US stock futures pointed to a lower open for technology on Tuesday, with futures on the tech-heavy Nasdaq-100 down 292 points, or 0.98%, as semiconductor shares slid before the bell. What made the move notable was its trigger: it came despite, not because of, blowout results from Samsung Electronics, the world’s largest memory-chip maker.

Samsung reported a 19-fold jump in second-quarter operating profit from a year earlier, a record that surpassed its combined earnings over the past three years. On paper, that is exactly the kind of confirmation of booming AI-chip demand that has powered the market’s rally. Instead, investors sold. Samsung’s own shares sank in Seoul, and US memory names fell hard in premarket trading: Western Digital dropped 6.8%, SanDisk 6%, Micron 5.8%, Marvell 5.1% and Intel 4.3%, while Nvidia held up better with a 1.6% dip.

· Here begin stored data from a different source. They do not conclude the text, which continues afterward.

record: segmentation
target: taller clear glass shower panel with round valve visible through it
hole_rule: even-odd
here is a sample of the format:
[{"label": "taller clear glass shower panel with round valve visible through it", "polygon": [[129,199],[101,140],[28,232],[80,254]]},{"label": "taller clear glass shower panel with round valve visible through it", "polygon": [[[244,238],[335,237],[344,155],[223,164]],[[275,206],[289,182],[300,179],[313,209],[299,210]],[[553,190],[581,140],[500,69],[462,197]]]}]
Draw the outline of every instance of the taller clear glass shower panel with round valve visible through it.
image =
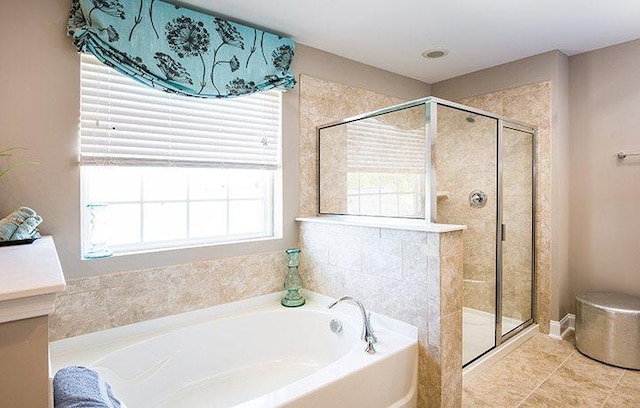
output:
[{"label": "taller clear glass shower panel with round valve visible through it", "polygon": [[437,105],[437,222],[464,224],[463,364],[496,346],[498,120]]}]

The reaction says more about expectations than about Samsung. After a powerful run in chip stocks, the worry is no longer whether AI demand is real but whether even record profits can justify the trillions of dollars that hyperscalers are pouring into data centers, and whether that spending can ever be repaid. Tellingly, the selling was concentrated in semiconductors rather than the whole market: Dow futures actually edged up 0.18% even as the Nasdaq contracts fell. With memory rival SK Hynix preparing a Nasdaq debut, how investors treat the next round of stellar chip earnings will be a key test of how much optimism is already in the price.

Semiconductors have led the AI-driven bull market, so when a record profit from a bellwether like Samsung is met with selling rather than buying, it signals that investors are starting to question how much good news is already priced in, and because a handful of chip names drive the major indexes, that doubt can quickly set the tone for global tech.